A TR6 engine with 10:1 and an S2 cam is hardly stock.
That being said, I offer two pieces of advice:
1. dump the Weber downdrafts. If you're absolutely stuck on them, that's
okay with me. My personal opinion is that those things can't flow very
well. On the other hand, I'd love to see some dyno numbers with them.
Lots of folks use the DGV's and love them, so I could be overreacting to
the flow thing, but that J pipe between the carbs and the intake manifold
reminds me of a sink installation. Scary!
All that being said, the setup that you list would probably work fine.
If you decide to change the downdrafts, the stock Z.S. 175's are okay and
you could also use SU HS6's. If you read the comp. prep book, they were
able to get pretty good numbers with the stock carbs. I believe the key
to getting powere from the Z.S.'s or SU's is in needle selection. In that
regard, needles are somewhat easier to change on the SU's - but you can
make the SU needles fit the Z.S.'s (as described in the comp. prep manual.

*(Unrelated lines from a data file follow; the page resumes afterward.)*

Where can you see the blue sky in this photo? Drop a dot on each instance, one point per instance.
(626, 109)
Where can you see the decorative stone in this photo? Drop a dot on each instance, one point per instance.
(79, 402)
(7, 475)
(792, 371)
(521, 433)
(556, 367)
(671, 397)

2. distributor. I found on my street TR6 that without the vacuum retard,
the dizzy went to full mechanical advance at just above idle... maybe
1500 RPM's. This is not a good thing in terms of performance. I
reconnected my vac. retard, and got it to work "okay". My experience was
with Weber DCOE 40's. Getting the "proper" amount of vacuum was a pain
because the manifold only provides one "tap", but I did get it to work
okay with some creative plumbing.
You can do several things.
Get the distributor to a competent automotive shop with a distributor
machine. Get them to curve the thing for full advance at 2500-3000 RPM's
You're running pretty high compression ratio at 10:1, so don't go too
crazy on the advance thing. The comp. prep book lists 23 degrees total
advance for cranked-up TR6 engines.
Do this for mechanical advance only and dump the vaccuum retard
altogther. If you "yank the can" from the dizzy, don't forget to fill the
resultant hole in the case. Unless you only drive on dry days and never
go on any dusty roads... in other words, if your car is a "garage queen"
you don't need to fill the hole. If you need me to explain why - I may
suggest that you take up other persuits than working on your TR6.
;-)
_But_, the problem with that setup (the recurving of the stock dizzy) is
that if the curve that you come up with doesn't work with your carb/cam
setup - you're stuck having to recurve (again) to get things to work
right. This is not optimal and possibly expensive if you have to do it
many times.
So - if you get a Mallory dual point dizzy, you can change the total
advance by tweaking a screw in the housing to add/remove total advance.
Thus, if you were tuning for max. power, you could probably set the thing
once in a one hour dyno session.
If you are totally insane, you could go to a crank-trigger setup, but
that would be several times more costly than the Mallory. The Mallory
setup only costs $200 for the dizzy unit, another $50 for machine work to
install a drive-dog onto the shaft and then between $40 and $300 for an
electronic tach... as it seems to be tough to find a Mallory unit with a
tach drive right now, or at least that was my recent experience. If the
idea of points is too much for you, there are drop in magnetic trigger
units for most Mallory distributors.
Bob says: "Mallory is kewl". I'm not the only one.
Last thought - with any cam with much "overlap", the amount of vaccuum
that you get goes down... so trying to get the stock vac. retard unit to
work with "much cam" is probably a loosing proposition.